Authorize an Astro Deployment to cloud resources using workload identity
When you create an Airflow connection from a Deployment to access cloud resources, Airflow uses your connection details to access those services. You can add credentials to your Airflow connections to authenticate, but it can be risky to add secrets like passwords to your Airflow environment.
To avoid adding secrets to your Airflow connection, you can directly authorize your Astro Deployment to access AWS or GCP cloud services using workload identity. Astronomer recommends using a workload identity in most cases to improve security and avoid managing credentials across your Deployments. If you have less strict security requirements, you can still use any of the methods described in Airflow connection guides to manage your connection authorization.
This guide explains how to authorize your Deployment to a cloud using workload identity. For each Deployment, you will:
- Authorize your Deployment to your cloud services.
- Create an Airflow connection to access your cloud services.
Watch the Astro Academy Customer Workload Managed Identity Learning Byte video to learn more about managed identities and how to set up passwordless authentication for GCP.
Prerequisites
The Astro cluster running your Deployment must be connected to your cloud's network. See Networking overview.
What is workload identity?
A workload identity is a Kubernetes service account that provides an identity to your Deployment. The Deployment can use this identity to authenticate to a cloud's API server, and the cloud can use this identity to authorize the Deployment to access different resources.
Setup
- AWS
- GCP
- Azure
Attach an IAM role to your Deployment
You can attach an AWS IAM role to your Deployment to grant the Deployment all of the role's permissions.
Using IAM roles provides the greatest amount of flexibility for authorizing Deployments to your cloud. For example, you can use existing IAM roles on new Deployments, or your can attach a single IAM role to multiple Deployments that all require the same level of access to your cloud.
Prerequisites
- Minimum Astro Runtime version:
- 9.15.0
- 10.9.0
- 11.5.0
- A new or existing IAM role in your data sources with the required permissions you want your Deployment to have.

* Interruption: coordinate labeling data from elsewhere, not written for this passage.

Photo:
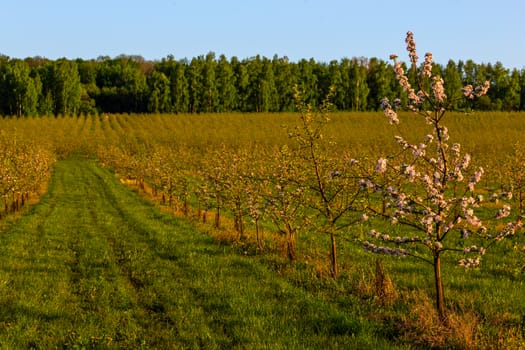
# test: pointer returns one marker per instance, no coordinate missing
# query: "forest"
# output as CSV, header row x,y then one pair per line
x,y
130,84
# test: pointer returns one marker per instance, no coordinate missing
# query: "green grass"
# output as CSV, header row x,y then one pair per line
x,y
95,266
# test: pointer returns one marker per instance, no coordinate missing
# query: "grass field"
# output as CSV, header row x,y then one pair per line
x,y
95,266
99,264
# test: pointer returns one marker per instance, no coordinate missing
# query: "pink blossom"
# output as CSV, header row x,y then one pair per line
x,y
503,212
438,89
427,65
381,165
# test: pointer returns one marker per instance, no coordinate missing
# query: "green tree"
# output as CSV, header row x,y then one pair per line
x,y
209,84
452,75
379,81
66,88
268,91
20,90
285,80
226,85
159,100
358,86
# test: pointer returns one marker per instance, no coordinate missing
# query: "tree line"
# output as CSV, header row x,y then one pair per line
x,y
131,84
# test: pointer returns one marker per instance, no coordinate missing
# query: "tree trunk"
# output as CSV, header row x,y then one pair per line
x,y
440,296
333,255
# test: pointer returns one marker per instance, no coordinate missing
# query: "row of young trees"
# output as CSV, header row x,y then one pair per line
x,y
130,84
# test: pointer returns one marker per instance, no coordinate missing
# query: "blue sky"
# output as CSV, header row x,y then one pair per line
x,y
485,31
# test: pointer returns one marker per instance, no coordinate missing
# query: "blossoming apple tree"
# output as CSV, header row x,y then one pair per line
x,y
430,189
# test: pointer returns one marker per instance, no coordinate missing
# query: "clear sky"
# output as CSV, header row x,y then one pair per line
x,y
485,31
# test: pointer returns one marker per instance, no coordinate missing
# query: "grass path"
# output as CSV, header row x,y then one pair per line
x,y
95,266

- If using AWS CloudShell, the required CLIs are enabled by default.
- If you use a local terminal, the following CLIs are required:
Step 1: Authorize the Deployment to your IAM role
To authorize your Deployment, create an IAM role to assign as your Deployment's workload identity:
- Create an IAM role to delegate permissions to in an AWS service. Grant the role any permission that the Deployment will need in your AWS account. Copy the IAM role ARN to use later in this setup.

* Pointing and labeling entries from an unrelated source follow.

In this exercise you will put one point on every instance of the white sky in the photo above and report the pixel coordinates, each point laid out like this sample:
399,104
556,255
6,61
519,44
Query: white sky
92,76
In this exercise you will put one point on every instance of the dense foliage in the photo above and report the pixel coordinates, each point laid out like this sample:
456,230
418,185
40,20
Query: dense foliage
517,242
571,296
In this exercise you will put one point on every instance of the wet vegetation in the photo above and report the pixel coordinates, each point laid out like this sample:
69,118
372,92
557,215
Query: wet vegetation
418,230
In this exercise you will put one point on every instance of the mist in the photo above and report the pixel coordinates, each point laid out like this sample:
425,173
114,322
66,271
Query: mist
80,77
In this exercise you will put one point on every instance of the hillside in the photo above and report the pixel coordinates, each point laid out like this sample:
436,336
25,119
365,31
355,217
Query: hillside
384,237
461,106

- In the Astro UI, select your Deployment and then click Details. In the Advanced section, click Edit.
- In the Workload Identity menu, select Customer Managed Identity.

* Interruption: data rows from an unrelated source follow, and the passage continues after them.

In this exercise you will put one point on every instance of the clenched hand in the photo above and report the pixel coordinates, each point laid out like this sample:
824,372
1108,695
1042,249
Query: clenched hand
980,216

- Enter your IAM role ARN when prompted, then copy and run the provided CLI command. Click Save Configuration to save the IAM role as a selectable configuration.
- Click Update Deployment to apply the selected IAM role to the Deployment.
- (Optional) Repeat these steps for each Astro Deployment that needs to access your AWS resources. Or, you can edit the
<DeploymentNamespace>
value inCondition
when setting up the Workload Identity for one of the following scenarios to apply to multiple Deployments.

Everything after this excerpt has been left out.